Despite that finding, a grand jury decided not to indict any of the officers. 

Sherrilyn Ifill of the NAACP Legal Defense and Education Fund called the video "an absolute nightmare," tweeting: "Grand jury refuses to indict any. That's how it usually happens."

Chris Vanderveen, director of reporting at KUSA in Denver, tweeted that this is the 121st prone police restraint death he has logged. 

One of Jennette's daughters, Dominque Jennette, filed a lawsuit (pdf) this February against Marshall County, the city of Lewisburg, and several of the officers involved. The suit alleges the officers' "savage beating" and "suffocation" of Jennette caused his death, and constitute a "deprivation of civil rights" under the Fourteenth Amendment. 

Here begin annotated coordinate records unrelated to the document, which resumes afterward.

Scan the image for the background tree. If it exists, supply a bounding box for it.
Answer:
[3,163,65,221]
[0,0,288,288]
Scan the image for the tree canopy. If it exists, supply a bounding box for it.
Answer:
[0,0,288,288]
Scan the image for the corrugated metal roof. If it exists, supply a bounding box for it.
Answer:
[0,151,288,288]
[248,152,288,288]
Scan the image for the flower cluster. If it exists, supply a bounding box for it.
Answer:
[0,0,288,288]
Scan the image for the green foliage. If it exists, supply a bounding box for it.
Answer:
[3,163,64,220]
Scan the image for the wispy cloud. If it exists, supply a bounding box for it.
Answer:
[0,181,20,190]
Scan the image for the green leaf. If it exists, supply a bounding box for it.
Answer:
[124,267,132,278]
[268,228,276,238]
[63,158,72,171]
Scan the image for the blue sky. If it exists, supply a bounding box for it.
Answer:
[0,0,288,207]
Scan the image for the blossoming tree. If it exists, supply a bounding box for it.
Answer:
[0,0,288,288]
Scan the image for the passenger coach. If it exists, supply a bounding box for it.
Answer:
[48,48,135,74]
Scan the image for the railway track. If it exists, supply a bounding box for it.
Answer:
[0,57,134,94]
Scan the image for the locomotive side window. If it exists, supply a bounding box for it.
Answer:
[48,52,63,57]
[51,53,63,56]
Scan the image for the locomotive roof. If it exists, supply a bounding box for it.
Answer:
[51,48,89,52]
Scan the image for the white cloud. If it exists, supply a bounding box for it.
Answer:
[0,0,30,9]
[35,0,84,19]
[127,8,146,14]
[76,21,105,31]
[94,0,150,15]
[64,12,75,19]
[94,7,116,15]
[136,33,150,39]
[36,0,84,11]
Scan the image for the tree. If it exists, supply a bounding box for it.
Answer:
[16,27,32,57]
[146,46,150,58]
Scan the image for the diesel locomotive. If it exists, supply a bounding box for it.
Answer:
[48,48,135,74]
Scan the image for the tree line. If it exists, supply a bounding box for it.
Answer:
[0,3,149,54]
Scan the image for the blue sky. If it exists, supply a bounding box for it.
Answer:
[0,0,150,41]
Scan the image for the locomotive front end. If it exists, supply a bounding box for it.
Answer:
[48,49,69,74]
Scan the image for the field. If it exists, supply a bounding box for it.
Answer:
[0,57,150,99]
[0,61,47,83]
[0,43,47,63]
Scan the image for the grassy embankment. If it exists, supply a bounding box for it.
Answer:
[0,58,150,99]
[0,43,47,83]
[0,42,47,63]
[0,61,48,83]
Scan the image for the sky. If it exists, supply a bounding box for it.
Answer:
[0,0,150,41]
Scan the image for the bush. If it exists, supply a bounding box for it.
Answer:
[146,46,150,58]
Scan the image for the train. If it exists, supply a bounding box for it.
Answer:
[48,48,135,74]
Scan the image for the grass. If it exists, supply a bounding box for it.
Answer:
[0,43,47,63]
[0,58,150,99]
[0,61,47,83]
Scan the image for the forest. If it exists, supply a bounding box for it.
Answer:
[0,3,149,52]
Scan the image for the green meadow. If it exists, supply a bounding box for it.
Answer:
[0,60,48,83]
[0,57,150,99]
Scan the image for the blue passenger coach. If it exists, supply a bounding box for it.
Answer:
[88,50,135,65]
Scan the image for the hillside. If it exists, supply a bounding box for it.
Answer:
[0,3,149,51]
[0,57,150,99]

"That just breaks my heart because he was someone worth knowing," his daughter told WTVF. "That's just something that really sticks with me, how scared he must have been and how alone he must have felt."

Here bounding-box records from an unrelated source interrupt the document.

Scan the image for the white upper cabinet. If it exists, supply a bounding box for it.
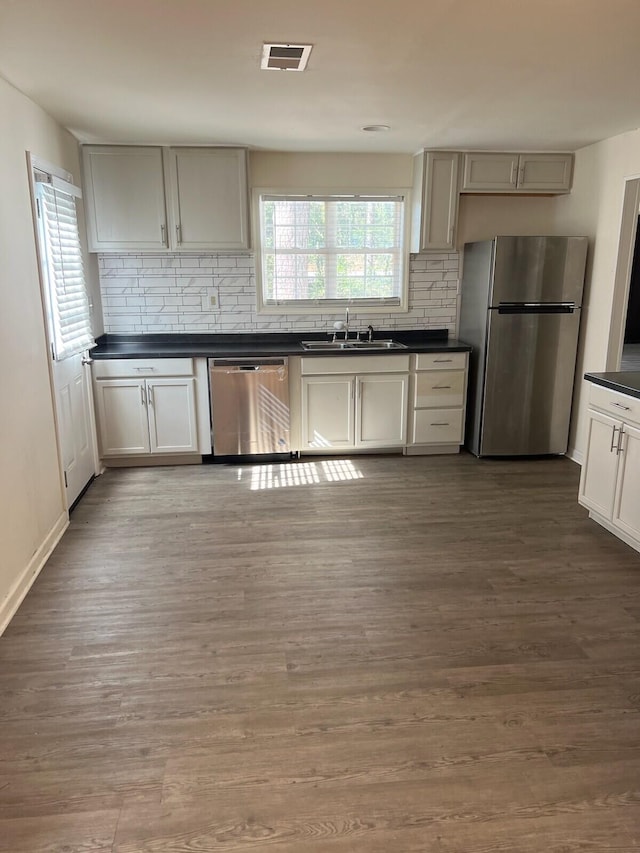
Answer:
[461,151,573,193]
[82,145,168,252]
[462,154,518,192]
[82,145,250,252]
[411,151,460,252]
[518,154,573,193]
[166,148,249,251]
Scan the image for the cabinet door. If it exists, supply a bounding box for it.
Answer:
[94,379,150,456]
[302,376,355,450]
[147,377,198,453]
[462,152,518,192]
[518,154,573,193]
[578,409,622,519]
[356,374,409,447]
[82,145,167,252]
[411,151,460,252]
[612,424,640,540]
[168,148,249,251]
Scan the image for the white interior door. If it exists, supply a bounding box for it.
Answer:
[53,354,95,507]
[30,158,96,508]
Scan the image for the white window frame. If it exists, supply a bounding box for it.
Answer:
[27,152,95,361]
[251,187,411,315]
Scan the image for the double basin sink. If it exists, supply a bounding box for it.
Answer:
[300,339,407,351]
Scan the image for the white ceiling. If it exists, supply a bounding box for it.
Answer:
[0,0,640,153]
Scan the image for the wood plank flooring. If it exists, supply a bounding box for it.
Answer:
[0,454,640,853]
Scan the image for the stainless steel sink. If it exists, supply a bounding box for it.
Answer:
[300,339,407,351]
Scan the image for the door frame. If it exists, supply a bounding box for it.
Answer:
[26,151,102,518]
[605,175,640,371]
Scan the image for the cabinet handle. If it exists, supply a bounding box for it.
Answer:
[609,427,618,453]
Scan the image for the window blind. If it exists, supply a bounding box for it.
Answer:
[36,182,95,361]
[260,194,405,307]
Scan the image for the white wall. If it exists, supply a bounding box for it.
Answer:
[557,130,640,459]
[0,79,97,630]
[457,193,561,249]
[249,151,413,190]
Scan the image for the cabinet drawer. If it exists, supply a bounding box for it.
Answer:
[412,409,463,444]
[301,355,409,376]
[413,370,464,409]
[589,383,640,424]
[93,358,193,379]
[416,352,467,370]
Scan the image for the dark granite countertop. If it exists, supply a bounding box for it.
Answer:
[584,370,640,398]
[91,329,471,359]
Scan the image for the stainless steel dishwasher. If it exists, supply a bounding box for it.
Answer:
[209,358,290,456]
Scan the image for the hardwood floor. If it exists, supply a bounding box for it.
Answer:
[0,455,640,853]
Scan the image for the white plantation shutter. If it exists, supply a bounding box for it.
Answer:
[260,193,406,308]
[36,179,95,361]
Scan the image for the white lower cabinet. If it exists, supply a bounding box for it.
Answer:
[147,377,198,453]
[93,358,210,458]
[95,379,151,456]
[578,385,640,551]
[356,374,409,447]
[302,376,355,450]
[301,356,409,451]
[406,352,467,454]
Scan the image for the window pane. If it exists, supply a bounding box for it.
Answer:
[261,196,404,302]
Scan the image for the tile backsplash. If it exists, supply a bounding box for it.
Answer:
[98,252,459,334]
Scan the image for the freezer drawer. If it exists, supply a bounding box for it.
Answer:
[479,309,580,456]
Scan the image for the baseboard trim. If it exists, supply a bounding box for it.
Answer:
[589,510,640,553]
[565,447,584,465]
[0,512,69,637]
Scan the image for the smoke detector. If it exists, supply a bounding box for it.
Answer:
[260,43,313,71]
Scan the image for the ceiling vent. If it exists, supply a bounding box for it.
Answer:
[260,44,312,71]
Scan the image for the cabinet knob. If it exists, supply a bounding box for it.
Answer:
[609,427,618,453]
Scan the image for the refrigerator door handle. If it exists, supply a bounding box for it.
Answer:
[498,302,576,314]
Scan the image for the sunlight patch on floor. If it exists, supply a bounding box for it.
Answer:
[246,459,363,492]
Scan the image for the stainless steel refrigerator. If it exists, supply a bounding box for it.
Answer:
[459,237,587,456]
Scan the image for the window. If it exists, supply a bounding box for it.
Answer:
[35,171,95,361]
[258,193,407,313]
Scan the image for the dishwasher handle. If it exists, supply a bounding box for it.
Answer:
[209,358,287,373]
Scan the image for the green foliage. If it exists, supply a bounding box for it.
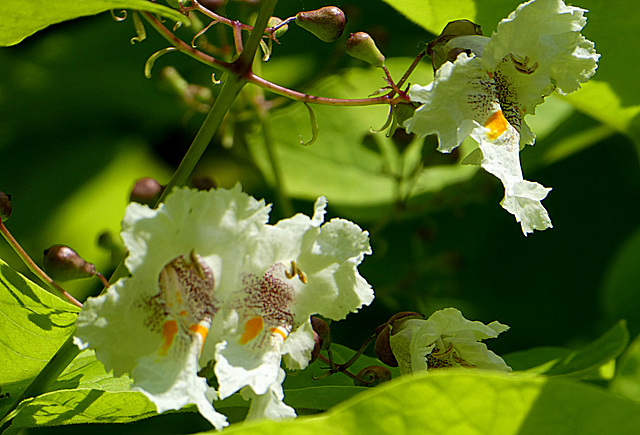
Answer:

Dominique Jennette said she believes the officers "should have been more aware."

"They should have been trained properly, and they weren't," she added.

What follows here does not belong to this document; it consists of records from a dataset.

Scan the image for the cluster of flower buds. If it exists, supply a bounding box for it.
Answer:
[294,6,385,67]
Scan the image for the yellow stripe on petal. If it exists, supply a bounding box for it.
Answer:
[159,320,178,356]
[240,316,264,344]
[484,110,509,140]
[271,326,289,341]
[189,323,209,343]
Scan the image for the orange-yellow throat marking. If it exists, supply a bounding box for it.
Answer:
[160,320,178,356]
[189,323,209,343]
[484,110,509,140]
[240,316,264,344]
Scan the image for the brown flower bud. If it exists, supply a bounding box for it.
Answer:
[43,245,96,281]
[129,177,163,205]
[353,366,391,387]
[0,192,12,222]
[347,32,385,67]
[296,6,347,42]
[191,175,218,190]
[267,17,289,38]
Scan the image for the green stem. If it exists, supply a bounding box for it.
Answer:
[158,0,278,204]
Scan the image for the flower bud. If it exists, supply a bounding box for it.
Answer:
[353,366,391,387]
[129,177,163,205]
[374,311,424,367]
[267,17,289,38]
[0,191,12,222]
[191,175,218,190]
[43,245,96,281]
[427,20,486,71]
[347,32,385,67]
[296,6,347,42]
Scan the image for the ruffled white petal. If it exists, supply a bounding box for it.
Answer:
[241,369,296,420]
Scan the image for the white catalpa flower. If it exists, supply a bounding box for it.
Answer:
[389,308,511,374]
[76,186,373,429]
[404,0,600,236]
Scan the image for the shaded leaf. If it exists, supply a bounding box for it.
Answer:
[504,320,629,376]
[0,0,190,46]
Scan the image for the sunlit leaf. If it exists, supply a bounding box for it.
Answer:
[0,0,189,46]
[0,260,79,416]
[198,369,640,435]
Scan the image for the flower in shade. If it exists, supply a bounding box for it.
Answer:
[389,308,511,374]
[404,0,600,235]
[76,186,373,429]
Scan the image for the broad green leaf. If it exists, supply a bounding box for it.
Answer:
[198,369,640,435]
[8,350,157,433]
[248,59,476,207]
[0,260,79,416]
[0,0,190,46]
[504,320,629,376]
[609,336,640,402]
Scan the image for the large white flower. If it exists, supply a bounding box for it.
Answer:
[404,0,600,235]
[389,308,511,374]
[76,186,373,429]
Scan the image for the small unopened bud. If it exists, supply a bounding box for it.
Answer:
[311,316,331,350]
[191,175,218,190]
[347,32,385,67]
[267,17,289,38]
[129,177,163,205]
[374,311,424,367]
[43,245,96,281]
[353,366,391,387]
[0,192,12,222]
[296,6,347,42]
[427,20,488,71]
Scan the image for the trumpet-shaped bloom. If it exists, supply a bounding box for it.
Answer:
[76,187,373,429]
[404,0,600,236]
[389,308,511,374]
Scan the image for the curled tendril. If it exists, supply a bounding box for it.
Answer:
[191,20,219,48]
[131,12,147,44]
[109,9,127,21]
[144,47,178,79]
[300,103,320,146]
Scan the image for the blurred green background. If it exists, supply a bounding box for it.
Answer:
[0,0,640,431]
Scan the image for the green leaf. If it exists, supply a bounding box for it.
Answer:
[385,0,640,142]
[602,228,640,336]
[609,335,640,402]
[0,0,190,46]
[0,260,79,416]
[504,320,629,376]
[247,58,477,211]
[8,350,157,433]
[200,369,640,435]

Seth Stoughton, a law professor and former police officer, told WTVF that the video shows "the exact opposite of what generally accepted training has taught officers for the last 25 years."

"When the handcuffs came on, they should have rotated the guy to his side," asserted Stoughton. "There's approximately a three-minute, 43-second period after officers have applied handcuffs where they keep the individual in the prone position, and that's not acceptable."

The video's release came one day after the Associated Press published footage it obtained of Louisiana state troopers stunning, punching, kicking, choking, and dragging 49-year-old Ronald Greene, who died during a May 2019 arrest following a high-speed chase.